BERLIN – A new federal jobs stimulation initiative providing employers an exemption from paying Social Security contributions on recent hires, and in some cases, allow a significant tax credit on each new employee, could have an immediate impact for seasonal employers in the resort area.

At the end of March, President Barack Obama signed into law the new Hiring Incentives to Restore Employment (HIRE) Act, an incentive package to get businesses to hire the recently unemployed.
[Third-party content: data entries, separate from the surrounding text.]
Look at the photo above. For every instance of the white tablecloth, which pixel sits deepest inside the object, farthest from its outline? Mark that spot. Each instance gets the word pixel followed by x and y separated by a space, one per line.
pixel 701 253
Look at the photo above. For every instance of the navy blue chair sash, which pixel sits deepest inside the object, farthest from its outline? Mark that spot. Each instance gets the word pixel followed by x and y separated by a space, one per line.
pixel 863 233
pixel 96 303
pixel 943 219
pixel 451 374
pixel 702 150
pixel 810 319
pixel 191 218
While the intent of the HIRE Act is to stimulate job growth across the nation, its impact could be particularly important in Worcester County and the resort areas around Ocean City, where many businesses shuttered for the winter are hiring for the summer season.

Boiled down to its simplest terms, the HIRE Act provides an exemption for employers from paying the 6.2-percent Social Security tax on each new employee for the remainder of 2010. An employer may take the Social Security tax exemption on any employee who has not worked in the 60-day period prior to their hiring or who has not worked more than 40 hours in the 60 days.
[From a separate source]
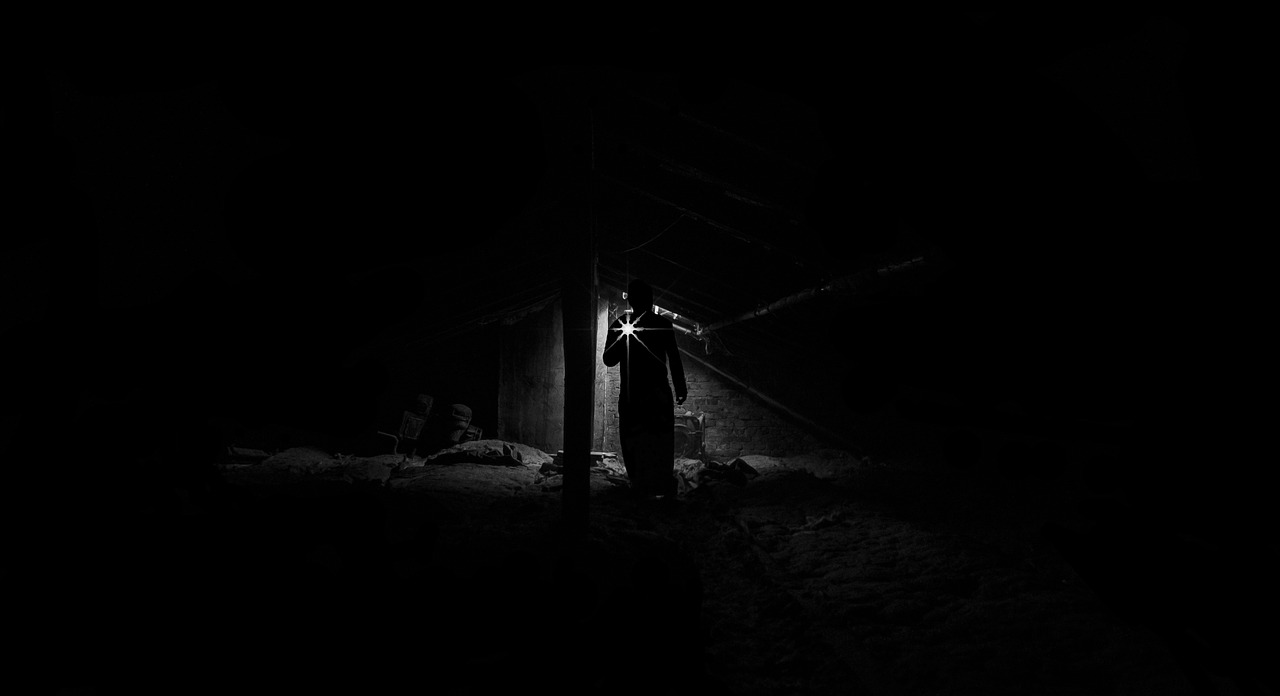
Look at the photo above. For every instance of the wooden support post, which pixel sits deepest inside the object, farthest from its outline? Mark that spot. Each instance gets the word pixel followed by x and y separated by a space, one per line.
pixel 579 302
Unlike a similar initiative approved in Maryland, the federal HIRE Act is not aimed only at getting individuals off the unemployment rolls. It applies to all new hires that meet the qualifications, making the potential impact a huge one for local businesses ramping up their employment rosters for the summer season.

“This is a huge benefit for employers in our area, many of whom are just re-opening their businesses for the season, or are adding employees to gear up for the season,” said Amanda Keisewetter, a CPA with Bergey and Company in Berlin, whose client list includes many seasonal businesses. “A business that hires 20, 30 even 100 new employees who have been unemployed for at least 60 days prior can take advantage of this.”

Another local accountant, Liz Gregory, managing member of Gregory and Associates in Ocean City, said the federal HIRE Act has been enacted just in time for seasonal businesses in the resort and beyond to take advantage of the significant tax savings on new hires.

“The tax benefit of the new incentive is immediate,” she said. “It puts money into a businesses tax flow immediately since the tax is simply not required to be paid by the employer.”

A second component of the HIRE Act provides a potentially even greater tax benefit for employers, but the qualifications are a little trickier. The act allows employers to claim up to a $1,000 tax credit on each new hire that has been unemployed for at least 60 days, but the caveat is the employee must be retained for 52 weeks after they are hired. In essence, the very seasonal nature of the local area that allows to take advantage of the first component of the act could make it difficult for employers to meet the second part of the equation.

In many cases, local employers might be able to take advantage of both elements, but the exemption from paying the employer share of the Social Security tax on each new employee is significant. According to Keisewetter, most new hires will qualify for the exemption.

“They don’t have to be on the unemployment rolls to qualify, they just have to have been not working for the prior 60 days,” she said. “That includes students, or even in some cases, part-time employees who worked less than 40 hours during the 60 days prior to their hiring.”

For many local employers, the hiring incentive is a welcome change after getting clobbered with year-round unemployment insurance contributions and other taxes despite the seasonal nature of their business.

“Anything that can help the small business owners right now is a huge plus, because everybody has been struggling,” said Susan Jones, executive director of the Ocean City Hotel-Motel-Restaurant Association. “This is a great opportunity for our seasonal employers, which make up the majority of our businesses in the area.”

While the federal initiative exempts employers from paying Social Security tax, it does not provide similar benefits for the employees themselves, other than obviously being hired for a new job. In a letter sent to clients explaining the change, Bergey and Company said employee contributions for Social Security must still be paid.

“The employee portion of this tax must still be withheld, but the employer portion will be exempted,” the letter reads. “The definition of a previously unemployed individual is one who has worked less than 40 hours in the 60-day period prior to employment.”

Little has to be done by employers to take advantage of the tax incentives other than filling out a short form, called a W-11, for each new employee hire after the March 18 effective date for the act. Of course, employers should be careful to confirm their new hires were not employed in the 60 days prior to their hiring, or that they meet the minimum qualification of less than 40 hours of part-time work during the 60 days.